Matthew Shepard's Mother Cries Over Gay Marriage Ruling: 'I Wish He'd Been Here To See It'

California Gay Marriage
Gay marriage supporter Vin Testa waves a rainbow flag in anticipation of U.S. Supreme Court rulings in the cases against California's gay marriage ban known as Prop 8 and the 1996 federal Defense of Marriage Act (DOMA), outside the court building in Washington. Reuters

The United States has come a long way since Matthew Shepard was hanged nearly 15 years ago for being gay, and his mom wishes he were here to see it. The Supreme Court deemed Defense of Marriage Act (or DOMA) was unconstitutional on Wednesday, which prompted his mother, Judy, to open up to People about a conversation she had with her son a few months before he was murdered in October 1998.

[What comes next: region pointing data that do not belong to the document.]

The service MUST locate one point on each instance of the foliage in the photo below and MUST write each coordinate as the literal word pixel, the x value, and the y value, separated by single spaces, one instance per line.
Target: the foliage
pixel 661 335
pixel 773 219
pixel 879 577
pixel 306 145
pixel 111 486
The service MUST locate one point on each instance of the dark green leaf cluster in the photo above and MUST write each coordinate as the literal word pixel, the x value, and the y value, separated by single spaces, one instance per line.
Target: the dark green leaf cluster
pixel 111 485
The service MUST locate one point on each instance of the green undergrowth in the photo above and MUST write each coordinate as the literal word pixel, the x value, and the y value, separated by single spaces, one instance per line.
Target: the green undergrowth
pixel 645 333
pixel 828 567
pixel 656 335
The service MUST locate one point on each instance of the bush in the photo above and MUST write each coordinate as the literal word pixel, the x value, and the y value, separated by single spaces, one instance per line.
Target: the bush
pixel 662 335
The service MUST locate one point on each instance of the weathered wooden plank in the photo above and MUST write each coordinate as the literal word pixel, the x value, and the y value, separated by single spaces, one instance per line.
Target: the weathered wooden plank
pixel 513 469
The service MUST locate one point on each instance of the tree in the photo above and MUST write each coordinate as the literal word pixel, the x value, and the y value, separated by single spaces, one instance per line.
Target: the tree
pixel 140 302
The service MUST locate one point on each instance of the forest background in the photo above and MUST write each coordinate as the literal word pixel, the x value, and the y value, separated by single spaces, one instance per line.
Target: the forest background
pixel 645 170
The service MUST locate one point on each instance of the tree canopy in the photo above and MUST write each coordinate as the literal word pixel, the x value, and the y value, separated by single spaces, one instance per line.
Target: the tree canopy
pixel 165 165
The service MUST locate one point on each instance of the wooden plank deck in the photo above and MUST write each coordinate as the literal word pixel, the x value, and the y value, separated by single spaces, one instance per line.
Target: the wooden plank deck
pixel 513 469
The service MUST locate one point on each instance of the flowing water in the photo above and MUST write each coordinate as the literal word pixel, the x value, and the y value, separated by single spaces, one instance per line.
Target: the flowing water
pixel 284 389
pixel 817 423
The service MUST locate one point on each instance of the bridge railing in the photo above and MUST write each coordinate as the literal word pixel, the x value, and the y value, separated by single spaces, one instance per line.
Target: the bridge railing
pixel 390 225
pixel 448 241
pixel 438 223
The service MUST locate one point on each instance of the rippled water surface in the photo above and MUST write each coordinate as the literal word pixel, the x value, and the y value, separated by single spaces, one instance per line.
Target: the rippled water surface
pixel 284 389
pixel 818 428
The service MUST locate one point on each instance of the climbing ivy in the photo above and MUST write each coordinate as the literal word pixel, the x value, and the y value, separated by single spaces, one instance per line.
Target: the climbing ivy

"There had been a [news] story about same-sex marriage and he was debating it with me," Shepard told the magazine. "He asked me if I thought gay couples would ever be allowed to get married and he wasn't at all optimistic it would happen. He was in a mindset of, 'People are never going to accept us or understand us.' It was a much different world then. There was activism happening, yes. And we were moving on from the AIDS pandemic. But ignorance and the fear out there was its own pandemic. For Matthew, it was a very secret world still." 

"I told him I didn't think I would see it in my lifetime, but he probably would in his," she told People. "It's so sad – and ironic – that it turned out the other way."

After the SCOTUS decision on Wednesday, the federal government must recognize same-sex marriage in the 12 states that already allow it; something that at the time of Matthew’s death, practically no one in the US could have thought it possible.

His 1998 death was one of the most gruesome hate crimes the nation had seen. When Matthew was just 21 years old two men tied tied him to a fence in Laramie, Wyo., where they beat him and then left him for dead. 

Since her son’s tragic death, Shepard and her husband Dennis founded the Matthew Shepard Foundation, which helps fight hate crimes against the LGBTQ community. Their motto: “Replace Hate with Understanding, Compassion, & Acceptance."